Подпоручик был погружен в тяжелые раздумья, мрачнея от версты к версте, по мере приближения к Петербургу. Ротмистр Слепцов почти всю дорогу спал, набегавшись в Брацлавле и пересуетившись. Авросимов все поглядывал через оконце на заснеженный лес, и можно было подумать, что расположение деревьев и снежные на них покровы волнуют его воображение.

Вы, милостивый государь, познакомились с этой поездкой и теперь, оглядываясь назад через головы нескольких десятков лет, отделяющих вас от того путешествия, улыбаетесь снисходительно, понимая, что сие предприятие тоже было частью большой игры, в которую играли люди знатные, свободные и верящие в свое превосходство. Но они то играли не только сами, а и других втягивали, внушая им, что это так и должно быть, и даже сами начинали верить собственным внушениям. Воистину, страсть к сей игре не переменяется с годами. Нынче то разве не то же самое, милостивый государь? Вы поглядите, как ловко распределены чины и звания, как ниточка, на которой все это свершается, одним концом устремлена вверх, а другим уходит вниз. Ну, натурально, что в наши дни у всего у этого свой привкус и своя тонкость, ибо предложи нам, нынешним, ту игру, в которую играл еще Авросимов по собственному неведению, мы ведь ее не примем, а будем смеяться, и отвергнем: мол, не в игры играть приходим мы на землю, а жить и приумножать славу отечества. Время меняет облик игры, приспособляя ее под наш с вами вкус, чтобы мы со всем сердцем в ней участвовали, чтобы головы и у нас кружились и чтобы дух захватывало: не зря, мол, живем, господа. Не зря!

Однако, как видится мне, в обширном этом море безумств почти что и нет не плачущих о собственном пироге, ибо все мы с пеленок бываем нацелены на румяный его бок с хрустящей корочкой, поражающей наше воображение своим неистовым глянцем.

Это все говорю я к тому, чтобы вы не подумали обо мне дурно, в том смысле, что я, мол, и не вижу сути, не умею отличить подлости от добродетели, истины от фальши. Нет, милостивый государь, может быть, что касается нынешнего времени, я тоже, как всякий другой смертный, обольщаюсь, надеюсь, что, мол, моя то жизнь вне игры, меня то не проведешь... однако вчерашний день всегда виднее, и те годы, когда наш герой со всем пылом своим пытался понять себя самого, мне видны, ах, как видны. Да и что за сложность — оценить его поступки? Впрочем, не торопитесь, споткнетесь.

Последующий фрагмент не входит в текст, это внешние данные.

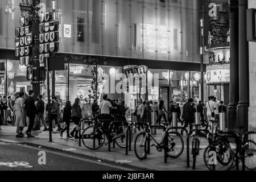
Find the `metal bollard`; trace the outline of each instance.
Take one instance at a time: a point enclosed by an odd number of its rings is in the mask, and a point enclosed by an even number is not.
[[[131,114],[131,123],[136,123],[136,115]],[[133,133],[136,133],[137,132],[137,127],[135,125],[133,125],[131,127],[133,127]]]
[[[195,113],[195,126],[197,126],[197,129],[200,129],[201,125],[201,113]]]
[[[226,131],[226,113],[218,113],[220,130]]]
[[[172,113],[172,127],[177,127],[177,113]],[[177,131],[177,129],[172,129],[172,131]]]
[[[156,125],[156,113],[155,112],[151,113],[151,125],[152,126]],[[151,135],[156,135],[156,129],[150,129],[150,133]]]

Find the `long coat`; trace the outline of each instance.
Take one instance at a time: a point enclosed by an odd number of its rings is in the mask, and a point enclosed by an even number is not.
[[[25,127],[24,99],[19,97],[14,105],[14,126]]]

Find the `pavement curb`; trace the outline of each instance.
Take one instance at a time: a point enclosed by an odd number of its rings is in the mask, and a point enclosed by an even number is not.
[[[76,156],[80,156],[80,157],[83,156],[83,157],[85,157],[86,158],[89,158],[90,159],[100,160],[104,162],[108,163],[111,164],[118,164],[118,165],[123,166],[124,167],[129,167],[129,168],[136,168],[136,169],[138,169],[141,170],[141,171],[157,171],[156,169],[151,169],[151,168],[148,168],[147,167],[138,167],[137,166],[130,164],[129,163],[116,162],[115,161],[113,161],[112,160],[109,160],[109,159],[108,159],[106,158],[103,158],[101,157],[96,157],[96,156],[90,156],[89,155],[87,155],[87,154],[78,154],[77,152],[75,152],[72,151],[67,151],[67,150],[64,150],[63,149],[59,149],[57,148],[55,148],[53,147],[49,147],[49,146],[45,146],[45,145],[36,144],[36,143],[29,142],[15,142],[15,141],[13,141],[13,140],[5,140],[5,139],[0,139],[0,142],[6,142],[6,143],[9,143],[26,144],[29,146],[35,147],[42,147],[42,148],[44,148],[46,149],[48,149],[48,150],[61,152],[66,152],[66,153],[68,153],[69,154],[75,155]],[[139,170],[138,170],[138,171],[139,171]]]

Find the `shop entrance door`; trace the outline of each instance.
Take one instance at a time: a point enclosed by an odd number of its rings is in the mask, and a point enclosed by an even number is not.
[[[159,87],[159,100],[158,101],[158,103],[160,102],[160,101],[163,100],[164,102],[164,106],[166,110],[168,111],[168,105],[169,105],[169,101],[170,101],[170,88],[169,87]],[[169,114],[166,114],[166,118],[169,118]]]

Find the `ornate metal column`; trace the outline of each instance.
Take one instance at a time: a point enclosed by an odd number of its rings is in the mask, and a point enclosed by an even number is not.
[[[236,130],[237,123],[237,105],[239,100],[239,23],[238,1],[230,0],[230,82],[229,85],[229,104],[228,107],[228,129]]]
[[[239,0],[239,102],[237,124],[244,126],[242,133],[248,131],[249,106],[249,50],[246,36],[247,0]]]

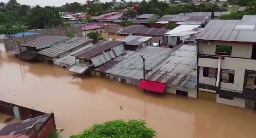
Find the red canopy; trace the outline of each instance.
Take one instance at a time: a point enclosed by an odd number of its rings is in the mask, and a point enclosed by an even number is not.
[[[166,87],[166,84],[165,83],[146,80],[145,80],[145,81],[142,80],[140,82],[140,84],[138,86],[138,88],[163,93]]]

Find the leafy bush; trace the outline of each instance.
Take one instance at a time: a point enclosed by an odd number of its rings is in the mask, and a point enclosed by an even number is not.
[[[145,126],[144,120],[122,120],[106,122],[102,124],[95,124],[79,134],[69,138],[152,138],[156,132]]]

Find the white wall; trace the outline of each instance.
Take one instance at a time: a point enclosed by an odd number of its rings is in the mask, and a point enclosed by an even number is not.
[[[166,87],[166,91],[168,93],[176,94],[176,90],[178,90],[188,92],[188,97],[196,98],[196,90],[194,89],[188,88],[186,88],[178,87],[175,86],[171,86],[168,85]]]
[[[251,58],[252,50],[252,44],[211,42],[210,45],[207,45],[204,44],[203,42],[200,42],[199,54],[216,55],[216,45],[232,46],[231,56]]]
[[[209,85],[216,86],[216,79],[209,78],[203,76],[203,67],[200,67],[199,68],[199,82]]]
[[[217,68],[218,60],[218,59],[199,58],[198,65],[200,67]],[[225,59],[221,60],[220,68],[235,71],[234,83],[221,82],[221,88],[232,89],[241,93],[243,91],[245,70],[256,70],[256,60],[226,57]],[[199,75],[202,73],[202,72],[200,72]],[[199,82],[203,83],[200,80]]]
[[[220,98],[219,96],[219,95],[217,95],[216,102],[217,103],[244,108],[245,105],[245,100],[244,99],[234,97],[234,100],[232,100]]]
[[[101,31],[101,33],[100,33],[100,31]],[[102,28],[99,29],[96,29],[96,30],[90,30],[86,31],[86,35],[87,35],[88,34],[91,32],[97,32],[98,33],[101,34],[105,32],[105,29],[104,28]],[[85,37],[85,31],[83,31],[82,32],[83,36]]]
[[[4,43],[0,43],[0,51],[5,52],[5,46]]]

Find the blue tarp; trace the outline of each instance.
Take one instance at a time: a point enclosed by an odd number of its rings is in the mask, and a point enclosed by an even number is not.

Теперь давайте вернемся к нашему герою, и должен вам сказать, что на самом деле сердце его было не столь смягчено созерцанием окружающей природы, сколь возбужденно клокотало от предчувствия скорого приезда в Колупановку, где, ежели вы помните, не все им было поставлено на свои места.

Незадолго до Колупановки кибитки остановились в самом лесу. Ротмистр вылез отдать распоряжения, затем вернулся и сказал:

— Господа, мы выполнили свой долг. Все наши с вами временные противоречия я предлагаю позабыть. Давайте въедем в милую Колупановку как старые и добрые друзья. Я понимаю, что теперь это крайне трудно и вам, господин поручик, и вам, господин Авросимов, поверьте, однако, что и я — живой человек, и во мне тоже горит пламя обиды. Но я его прячу в самую глубину души, дабы не отравлять вам и себе самому времени, которое нам предстоит провести. Я первый кланяюсь вам и предлагаю забыть раздоры. — И тут он длинными своими пальцами ловко снял цепи с подпоручика и отшвырнул их прочь. — Докажем, господа, самим себе и всему свету, что истинные благородные представители человеческого рода умеют, не забывая о долге, предстать друг перед другом в наилучшем виде...

Засим лошади тронули, и полозья заскрипели.

Удивленный, возмущенный и одновременно ободренный пламенной ротмистровой речью, наш герой сказал в ответ:

— Господа, случилось однажды так, что я увидел вас как бы братьями. Поверьте, мне сие было дорого и радостно. На минуту забывшись, я уж был готов поверить в это, как вдруг вы, господин ротмистр, пренебрегши сердцем, выказали себя таким отчаянным ревнителем долга, что вся картина, нарисованная в моем воображении, тотчас потускнела. Когда я вижу одного брата в цепях, а другого...

— Я же снял с него цепи, — сказал ротмистр.

— Нет, нет, — откликнулся подпоручик, — вы не смеете упрекать его. — И он усмехнулся:

— Я сам заслужил эти цепи и все свои несчастья. Я сам тому виною...

— Когда я вижу одного брата в цепях, — упрямо продолжал наш герой, — а другого в нетерпении ждущего свидания со своей дворовой...

— Остановитесь! — крикнул Слепцов, и краска залила ему щеки пуще прежнего. — Вы с ума сошли! Да посудите сами, несчастный вы человек, разве я виновен в бедах подпоручика?

Разве на мне грех бунта и крови?.. Чего вы меня терзаете всю дорогу!

Авросимову вдруг стало жаль ротмистра, сердце его дрогнуло.

— Господин Авросимов, — сказал подпоручик, — мое положение обязывает меня молчать, но в эту минуту благодаря доброте господина ротмистра я свободен от цепей...

— Да, да, скажите ему, скажите, — попросил ротмистр.

— Это ли не шаг гуманный и добропорядочный? Когда бы вам, господин Авросимов, поручено было меня держать в цепях, разве ж вы смогли бы решиться на сей шаг? Смогли бы?.. Господин ротмистр — мой приятель, если вам угодно, и благодетель, а вы вторгаетесь в наш союз со своими немыслимыми суждениями и фантазиями, и безумством...

— Он ревнует Дуняшу, — засмеялся ротмистр. — Я понял. Да Бог с ним. Не будем отравлять себе время. Колупановка близко. Вы ревнуете Дуняшу, господин Авросимов? А вы ее заслужили?

— Господин ротмистр, — сказал наш герой со спокойствием необыкновенным, — я имею намерение выкупить Дуняшу. Продайте ее мне.

Тут наступила такая тишина, что страшно и подумать, и можно было бы засим ждать всяких неприятностей, но ничего не случилось, и Слепцов наконец спросил насмешливо:

— А как же с женихом быть? С Дуняшиным женихом? Я уже имел честь вам сообщать об этом.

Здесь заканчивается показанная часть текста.